BLBG: Canadian Dollar Declines as Oil Drops Before U.S. Payrolls Data
By Chris Fournier
Oct. 2 (Bloomberg) -- Canada’s dollar touched the weakest level in three days as crude oil fell before a U.S. government report expected to show employers cut jobs for a 21st month.
“The main focus for the day ahead is the U.S. September employment release,” Adam Cole, London-based global head of currency strategy at RBC Capital Markets Inc., a unit of Canada’s biggest bank, wrote in a note to clients. A decline in U.S. stocks yesterday and stock futures overnight “has resulted in a fairly routine risk-off day in foreign exchange,” with the Canadian dollar among the biggest losers, Cole wrote.
The Canadian currency depreciated 0.5 percent to C$1.0888 per U.S. dollar at 8:02 a.m. in Toronto, from C$1.0839 yesterday. It touched C$1.0923, the weakest level since Sept. 29. One Canadian dollar buys 91.84 U.S. cents.
America’s jobless rate probably rose last month to 9.8 percent, a 26-year high, and payrolls likely fell by 175,000 workers compared with a drop of 216,000 in August, according to the median forecasts of economists in Bloomberg News surveys. The Labor Department is due to release the report at 8:30 a.m. in Washington. The U.S. is Canada’s biggest trading partner.
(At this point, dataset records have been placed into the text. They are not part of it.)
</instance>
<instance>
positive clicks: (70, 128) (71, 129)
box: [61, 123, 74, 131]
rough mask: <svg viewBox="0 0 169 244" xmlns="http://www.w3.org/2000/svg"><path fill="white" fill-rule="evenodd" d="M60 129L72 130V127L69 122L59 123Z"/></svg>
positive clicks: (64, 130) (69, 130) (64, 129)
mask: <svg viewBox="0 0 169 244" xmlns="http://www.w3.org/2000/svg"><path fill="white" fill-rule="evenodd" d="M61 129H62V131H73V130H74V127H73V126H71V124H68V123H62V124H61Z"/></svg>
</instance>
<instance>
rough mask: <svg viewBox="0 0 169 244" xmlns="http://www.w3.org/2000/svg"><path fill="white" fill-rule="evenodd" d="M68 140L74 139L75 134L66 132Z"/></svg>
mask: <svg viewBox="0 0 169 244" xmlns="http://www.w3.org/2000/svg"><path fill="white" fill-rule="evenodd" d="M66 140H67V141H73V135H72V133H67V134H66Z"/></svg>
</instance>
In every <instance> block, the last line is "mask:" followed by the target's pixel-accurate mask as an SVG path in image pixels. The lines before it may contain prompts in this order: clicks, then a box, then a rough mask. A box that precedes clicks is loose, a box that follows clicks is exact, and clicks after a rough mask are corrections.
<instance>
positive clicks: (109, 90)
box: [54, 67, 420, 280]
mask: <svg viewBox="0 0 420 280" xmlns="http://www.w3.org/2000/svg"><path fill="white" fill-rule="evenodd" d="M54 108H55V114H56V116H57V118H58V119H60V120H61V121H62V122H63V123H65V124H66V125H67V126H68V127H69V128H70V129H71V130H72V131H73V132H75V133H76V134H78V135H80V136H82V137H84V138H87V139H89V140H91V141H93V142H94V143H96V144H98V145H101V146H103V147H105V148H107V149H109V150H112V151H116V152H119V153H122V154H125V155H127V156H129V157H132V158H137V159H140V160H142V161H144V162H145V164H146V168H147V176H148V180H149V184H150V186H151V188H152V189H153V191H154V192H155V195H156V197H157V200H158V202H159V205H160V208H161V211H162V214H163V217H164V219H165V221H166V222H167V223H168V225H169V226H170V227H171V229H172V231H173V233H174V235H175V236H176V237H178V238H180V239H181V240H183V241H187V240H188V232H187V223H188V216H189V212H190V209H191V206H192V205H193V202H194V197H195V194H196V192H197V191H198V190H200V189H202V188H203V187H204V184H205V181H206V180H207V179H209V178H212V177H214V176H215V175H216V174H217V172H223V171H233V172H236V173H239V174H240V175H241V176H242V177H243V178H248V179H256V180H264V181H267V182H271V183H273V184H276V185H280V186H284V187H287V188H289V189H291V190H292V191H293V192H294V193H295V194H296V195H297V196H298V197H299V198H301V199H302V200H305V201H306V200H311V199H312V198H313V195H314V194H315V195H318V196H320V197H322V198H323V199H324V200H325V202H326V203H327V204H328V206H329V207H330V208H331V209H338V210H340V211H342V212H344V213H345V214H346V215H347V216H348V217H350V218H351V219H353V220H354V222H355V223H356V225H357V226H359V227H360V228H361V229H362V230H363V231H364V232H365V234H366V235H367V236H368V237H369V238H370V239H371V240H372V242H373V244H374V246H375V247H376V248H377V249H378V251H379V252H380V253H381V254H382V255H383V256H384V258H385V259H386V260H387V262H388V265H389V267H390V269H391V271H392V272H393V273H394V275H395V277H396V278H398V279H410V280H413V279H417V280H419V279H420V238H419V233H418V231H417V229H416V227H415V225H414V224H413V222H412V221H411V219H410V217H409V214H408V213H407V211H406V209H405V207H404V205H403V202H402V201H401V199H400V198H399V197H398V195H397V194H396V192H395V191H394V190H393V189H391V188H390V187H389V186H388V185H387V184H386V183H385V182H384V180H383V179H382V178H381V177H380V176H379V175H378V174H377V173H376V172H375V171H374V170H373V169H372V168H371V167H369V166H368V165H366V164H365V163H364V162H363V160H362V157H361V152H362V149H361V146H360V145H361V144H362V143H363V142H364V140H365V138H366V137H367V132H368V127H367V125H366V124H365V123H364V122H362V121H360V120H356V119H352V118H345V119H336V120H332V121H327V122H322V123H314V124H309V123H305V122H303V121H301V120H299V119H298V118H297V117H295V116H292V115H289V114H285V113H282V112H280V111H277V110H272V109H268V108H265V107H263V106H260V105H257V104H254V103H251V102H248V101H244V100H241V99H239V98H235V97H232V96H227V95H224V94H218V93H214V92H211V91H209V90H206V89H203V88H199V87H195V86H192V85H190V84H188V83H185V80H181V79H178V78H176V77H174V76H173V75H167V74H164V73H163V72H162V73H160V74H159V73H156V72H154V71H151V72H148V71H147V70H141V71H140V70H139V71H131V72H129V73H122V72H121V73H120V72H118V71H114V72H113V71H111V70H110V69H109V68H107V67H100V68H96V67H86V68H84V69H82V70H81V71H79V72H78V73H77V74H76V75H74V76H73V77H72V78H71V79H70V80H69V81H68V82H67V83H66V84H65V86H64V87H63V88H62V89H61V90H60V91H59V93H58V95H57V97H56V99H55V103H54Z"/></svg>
Crude oil for November delivery fell 1.7 percent to $69.64 a barrel on the New York Mercantile Exchange. Crude is Canada’s biggest export.
Canada’s currency, nicknamed the loonie, rose 1.4 percent in the past month for the fourth-worst performance among the U.S. dollar’s 16 most-traded counterparts tracked by Bloomberg. The Canadian dollar is headed for a 0.2 percent gain this week.